Every dollar spent on AI will generate 4.60 Towards the global economy
NEEDHAM, Mass., September 17, 2024 – A new IDC study titled, The global impact of artificial intelligence on the economy and employmentpredicts that business spending to adopt artificial intelligence (AI), use AI in existing business operations, and deliver better products/services to businesses and consumers will have a cumulative global economic impact of $19.9 trillion by 2030 and generate 3.5% of global GDP in 2030. As a result, AI will impact employment in every region of the world, affecting industries such as contact center operations, translation, accounting, and machine inspection. Business leaders are helping to drive this change by almost unanimously, 98%, considering AI a priority for their organizations.

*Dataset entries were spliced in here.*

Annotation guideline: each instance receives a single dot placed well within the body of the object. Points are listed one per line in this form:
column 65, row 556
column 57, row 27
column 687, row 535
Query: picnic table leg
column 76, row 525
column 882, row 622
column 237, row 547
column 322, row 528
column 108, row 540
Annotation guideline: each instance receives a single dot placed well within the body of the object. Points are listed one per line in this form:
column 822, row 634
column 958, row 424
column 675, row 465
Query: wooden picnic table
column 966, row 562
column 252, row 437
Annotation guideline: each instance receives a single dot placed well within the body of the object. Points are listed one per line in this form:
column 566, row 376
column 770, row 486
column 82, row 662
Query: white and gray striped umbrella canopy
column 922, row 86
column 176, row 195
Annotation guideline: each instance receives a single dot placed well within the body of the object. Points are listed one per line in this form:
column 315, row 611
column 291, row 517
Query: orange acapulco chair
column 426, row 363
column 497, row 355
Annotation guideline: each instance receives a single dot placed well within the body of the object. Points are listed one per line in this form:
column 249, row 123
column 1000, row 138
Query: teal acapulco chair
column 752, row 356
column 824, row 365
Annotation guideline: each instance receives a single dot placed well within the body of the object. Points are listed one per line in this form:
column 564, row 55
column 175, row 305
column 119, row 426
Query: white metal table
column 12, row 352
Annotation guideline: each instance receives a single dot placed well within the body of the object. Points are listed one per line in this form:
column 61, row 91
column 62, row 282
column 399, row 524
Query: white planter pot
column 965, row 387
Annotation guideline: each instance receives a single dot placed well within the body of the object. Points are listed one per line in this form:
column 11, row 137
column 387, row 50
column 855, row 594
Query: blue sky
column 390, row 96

AI‘s Net positive global economic impact
According to the study, by 2030, every new dollar invested in business-related AI solutions and services will generate $4.60 in the global economy, in terms of indirect and induced effects. This is determined by:
- Increased spending on AI solutions and services driven by accelerated AI adoption
- Economic stimulus among AI adopters, seeing benefits in terms of increased production and new revenue streams
- Impact across the entire AI vendor supply chain, increasing revenue from suppliers of critical supplies to AI solution and service providers
“In 2024, AI has entered a phase of accelerated development and deployment defined by widespread integration that has led to increased investments by companies aimed at significantly optimizing operational costs and time to market,” said Lapo FiorettiSenior Research Analyst, Emerging Technologies and Macroeconomics, IDC. “By automating routine tasks and enabling new efficiencies, AI will have profound economic consequences, reshaping industries, creating new markets, and changing the competitive landscape.”
Impact on employment: new roles emerge while others remain resilient
The majority of IDC respondents Future of Work Employee Survey expect some (48%) or most (15%) parts of their jobs to be automated by AI and other technologies in the next two years, while only a minority (3%) of employees expect their jobs to be fully automated by AI.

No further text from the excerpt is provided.